I am many weeks past kicking the keg of my latest orange wheat beer, but fortunately I did a tasting for posterity–on the very last pour for the batch. This recipe has earned its place in my regular rotation!
- The Basics
- Original gravity = 1.043; final gravity = 1.010; abv = 4.3%; estimated IBU = 22.
- Light orange blossom aroma, absolutely delightful!
- There is a moderate haze in the medium-yellow beer. The head is white, medium-fine and of moderate size and decent retention.
- The flavor is primarily a low-level of bready maltiness, with a low bitterness and a gentle orange flavor on the finish.
- The beer has a light body and moderate carbonation. The finish has a gentle bitterness, but nothing too overpowering.

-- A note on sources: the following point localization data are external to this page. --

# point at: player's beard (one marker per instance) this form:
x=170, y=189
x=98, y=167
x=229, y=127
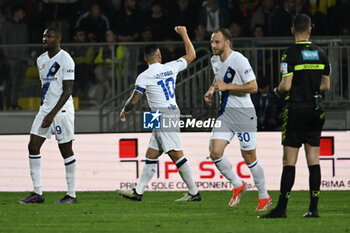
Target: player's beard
x=218, y=51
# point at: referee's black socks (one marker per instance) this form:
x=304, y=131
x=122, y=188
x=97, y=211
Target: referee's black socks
x=287, y=182
x=314, y=185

- This is a darned fine beer; it hits pretty much every note I was looking for. I am particularly pleased with how the orange came through; just the right amount, without being too far in the background or too much in the front.
- Overall score: 9.5/10
One of the better brews during the “early” stage of my homebrewing career was an orange wheat ale. Inspired by Hangar 24’s offering, my overall recollection is that I got some nice orange flavor into the mix. I would like to make this again, but with the massive changes in my brewing techniques (particularly the switch to all-grain), I needed a nearly complete reformulation. I’m also adjusting the recipe for the hops I have on-hand.
It’s still a fairly simple recipe, and one that I hope turns out well. My other experimental change this time is to modify the way I handle the oranges. In the previous batches, the whole oranges (crushed) went into the fermenter along with the zest. For this iteration of the recipe, I’m going to soak the zest in vodka and add it at kegging.

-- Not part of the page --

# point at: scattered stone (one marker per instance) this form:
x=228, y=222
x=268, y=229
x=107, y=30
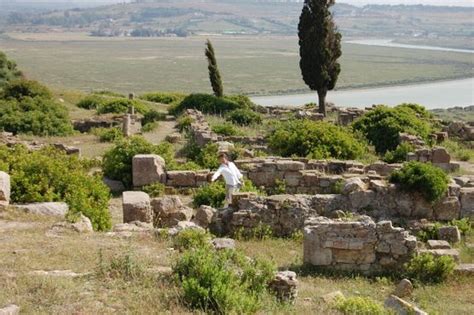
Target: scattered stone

2016 Orange Summer Wheat Ale
- 5.75 lbs. white wheat malt
- 2.5 lbs. 2-row malt (Great Western Malting Co.)
- 0.5 lbs. 10° L crystal malt
- 0.25 lbs. rice hulls
- 1.25 oz. Mt. Hood hops pellets (5.75% alpha, 30 minute boil)
- 1 pkg. American Hefeweizen Ale yeast (White Labs WLP320), prepared in 1.25 L starter
- Zest of 3 medium to large oranges (1 navel, 2 Valencia), steeped in a few ounces of vodka
- The day before brewing, I made a starter of 1.25L water and 125 g of light DME. I added the yeast culture, and let it run for around 20 hours.

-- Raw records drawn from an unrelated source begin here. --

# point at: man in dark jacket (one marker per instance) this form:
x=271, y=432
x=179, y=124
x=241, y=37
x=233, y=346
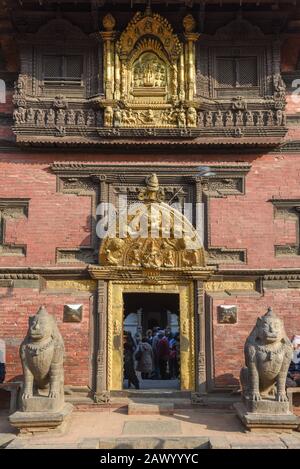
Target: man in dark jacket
x=163, y=354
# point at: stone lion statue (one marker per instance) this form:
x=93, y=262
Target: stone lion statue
x=42, y=353
x=268, y=353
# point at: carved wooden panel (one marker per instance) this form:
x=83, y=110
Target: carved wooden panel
x=11, y=209
x=288, y=210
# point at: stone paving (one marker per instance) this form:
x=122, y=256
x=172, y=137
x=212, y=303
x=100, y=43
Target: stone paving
x=189, y=428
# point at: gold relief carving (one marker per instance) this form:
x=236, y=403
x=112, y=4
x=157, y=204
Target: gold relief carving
x=117, y=328
x=152, y=24
x=109, y=22
x=168, y=239
x=115, y=321
x=222, y=286
x=149, y=73
x=189, y=23
x=77, y=285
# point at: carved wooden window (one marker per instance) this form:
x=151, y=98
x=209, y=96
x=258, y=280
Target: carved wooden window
x=63, y=68
x=236, y=72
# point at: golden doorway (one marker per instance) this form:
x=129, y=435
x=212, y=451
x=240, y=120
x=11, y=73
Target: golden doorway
x=116, y=292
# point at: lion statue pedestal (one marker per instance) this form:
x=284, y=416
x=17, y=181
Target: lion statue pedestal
x=268, y=353
x=42, y=404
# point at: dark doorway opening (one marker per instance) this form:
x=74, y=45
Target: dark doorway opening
x=151, y=341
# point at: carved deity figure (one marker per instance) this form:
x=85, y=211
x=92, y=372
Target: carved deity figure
x=201, y=119
x=50, y=117
x=270, y=118
x=191, y=117
x=80, y=118
x=229, y=119
x=90, y=120
x=30, y=116
x=42, y=354
x=219, y=119
x=239, y=119
x=19, y=115
x=40, y=117
x=260, y=119
x=70, y=117
x=60, y=117
x=60, y=102
x=181, y=118
x=279, y=87
x=152, y=258
x=249, y=118
x=209, y=119
x=268, y=353
x=108, y=116
x=280, y=117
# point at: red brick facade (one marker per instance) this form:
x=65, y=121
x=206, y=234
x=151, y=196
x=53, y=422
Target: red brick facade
x=239, y=222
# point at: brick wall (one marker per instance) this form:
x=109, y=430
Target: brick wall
x=241, y=222
x=229, y=339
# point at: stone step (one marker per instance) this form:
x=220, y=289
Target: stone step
x=152, y=393
x=151, y=408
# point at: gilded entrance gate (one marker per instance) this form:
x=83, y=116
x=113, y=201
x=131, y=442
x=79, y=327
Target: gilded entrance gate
x=116, y=291
x=161, y=252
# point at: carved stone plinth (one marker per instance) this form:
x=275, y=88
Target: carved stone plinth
x=267, y=406
x=46, y=421
x=42, y=404
x=269, y=415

- I mashed in with 3.6 gallons of water at 164.5°, to hit a mash temperature of 152°. The temperature was down to 149.5° after 40 minutes.
- After 60 minutes, I added 1.25 gallons of water at 185°, which raised the mash temperature to 154°. I let it sit for 10 minutes, vorlaufed, and collected the first runnings. Then, I added 3.75 gallons of water at 190°, and a little ice to cool the mash down, and got a temperature of 165°. I let it sit for 10 minutes, vorlaufed, and collected the rest of the runnings.
- All told, I collected 6.9 gallons of wort with a gravity of 1.036. This equates to 74% mash efficiency.
- I started the boil, and added the hops after 30 minutes. After 60 minutes total, I turned off the heat and chilled the beer to 72°. I pitched the yeast and sealed the fermenter.
- Starting gravity was 1.043, with 5.5 gallons into the fermenter. Fermentation had taken off within 12 hours. Because my fermentation chamber was currently on hold for lagering, I am fermenting this beer at ambient temperature. This means the brew is about 68°, give or take a degree.
- I brewed this up on Monday, February 9.